Tautan-tautan Akses

Mencari Titik Temu Agama dan Budaya


Sedekah laut di Bantul sebagai wujud syukur nelayan. (Foto courtesy: Pemkab Bantul)
Sedekah laut di Bantul sebagai wujud syukur nelayan. (Foto courtesy: Pemkab Bantul)

Dalam beberapa waktu terakhir di Indonesia, muncul pertentangan antara pelaku budaya dan penganut agama. Ada yang menilai ini bentuk transnasionalisasi. Indonesia punya tantangan untuk mempertemukan keduanya.

Bagi masyarakat pesisir, sedekah laut adalah tradisi yang dijalankan generasi demi generasi. Ini adalah kegiatan masyarakat di sepanjang pantai selatan dan utara Jawa hingga Bali, setahun sekali sebagai ungkapan rasa syukur. Seperti yang dijalankan komunitas nelayan Pantai Baru di Bantul, Yogyakarta.

Namun, tahun ini rangkaian acara tak paripurna seperti biasa. Jumat 12 Oktober 2018 lalu, sekitar tengah malam setelah nelayan menggelar acara tahlilan, sekelompok orang merusak kelengkapan acara sedekah laut. Acara yang semestinya digelar pada Sabtu, 13 Oktober terpaksa dibatalkan untuk menghindari konflik.

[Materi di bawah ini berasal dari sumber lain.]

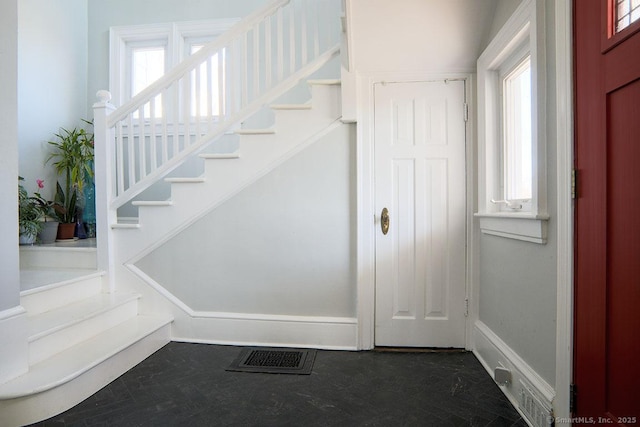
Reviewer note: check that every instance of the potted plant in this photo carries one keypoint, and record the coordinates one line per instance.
(72, 157)
(49, 230)
(29, 216)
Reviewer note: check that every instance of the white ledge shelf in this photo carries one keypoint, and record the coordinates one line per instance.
(519, 226)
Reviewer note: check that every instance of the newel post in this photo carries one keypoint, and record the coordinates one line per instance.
(104, 177)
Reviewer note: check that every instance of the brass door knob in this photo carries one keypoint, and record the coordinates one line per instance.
(384, 221)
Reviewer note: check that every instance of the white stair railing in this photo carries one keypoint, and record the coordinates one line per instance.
(216, 88)
(222, 84)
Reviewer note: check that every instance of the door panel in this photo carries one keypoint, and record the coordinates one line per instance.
(607, 248)
(420, 178)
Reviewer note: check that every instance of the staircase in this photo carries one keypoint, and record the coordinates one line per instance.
(79, 337)
(296, 126)
(95, 316)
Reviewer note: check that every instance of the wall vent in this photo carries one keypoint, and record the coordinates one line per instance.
(537, 413)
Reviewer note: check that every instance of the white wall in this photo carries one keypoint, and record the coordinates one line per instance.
(283, 246)
(9, 262)
(13, 319)
(52, 83)
(410, 35)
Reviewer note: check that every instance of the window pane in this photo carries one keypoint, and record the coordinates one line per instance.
(627, 12)
(206, 96)
(147, 67)
(517, 156)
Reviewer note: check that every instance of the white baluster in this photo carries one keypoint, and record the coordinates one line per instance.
(316, 34)
(165, 132)
(131, 160)
(197, 113)
(292, 38)
(267, 53)
(104, 182)
(303, 34)
(142, 145)
(210, 90)
(256, 61)
(222, 59)
(280, 43)
(120, 158)
(186, 110)
(153, 143)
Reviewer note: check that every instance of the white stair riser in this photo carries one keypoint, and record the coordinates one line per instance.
(55, 257)
(63, 339)
(39, 302)
(37, 407)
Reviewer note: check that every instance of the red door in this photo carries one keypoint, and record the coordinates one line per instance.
(607, 269)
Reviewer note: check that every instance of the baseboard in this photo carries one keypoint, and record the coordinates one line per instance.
(267, 330)
(254, 329)
(529, 393)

Bupati Bantul, Suharsono menyayangkan tindakan main hakim sendiri ini. Namun dia memastikan, tahun depan acara serupa tetap akan digelar. “Pokoknya secara prinsip ini akan saya lawan. Saya lawan artinya, bolak-balik saya sampaikan, jangan dihubungkan antara budaya dan agama, jangan dicampurkadukkan. Ini budaya yang harus kita lestarikan, ini juga perintah Sultan. Nanti (acara) yang di Pleret juga dilarang, padahal itu sejarah Mataram. Ini semua adalah budaya yang perlu kita lestarikan,” kata Suharsono.

Prosesi sedekah laut di Pantai Parangkusumo, Bantul, Yogyakarta 26 Oktober 2018. (Foto: VOA/Nurhadi)
Prosesi sedekah laut di Pantai Parangkusumo, Bantul, Yogyakarta 26 Oktober 2018. (Foto: VOA/Nurhadi)

Tradisi Laut = Menyembah Mahkluk Laut?

Suharsono menduga ada salah paham soal ini. Tradisi ini diselenggarakan bukan berarti masyarakat menyembah makhluk tertentu di laut.

Dalam pelaksanaan sedekah laut, pengaruh ajaran Islam sangat kuat terasa. Seluruh rangkaian acara diawali dengan doa bersama. Yogyakarta dahulu adalah kerajaan Mataram Hindu, yang kemudian beralih menjadi Mataram Islam. Prosesi adat masih mewarnai kehidupan masyarakat. Selain sedekah laut, ada pula Labuhan Merapi. Tradisi sebagai ungkapan rasa syukur semacam ini, juga diterpakan dalam proses lain, seperti kelahiran, pernikahan dan kematian dalam bentuk yang berbeda.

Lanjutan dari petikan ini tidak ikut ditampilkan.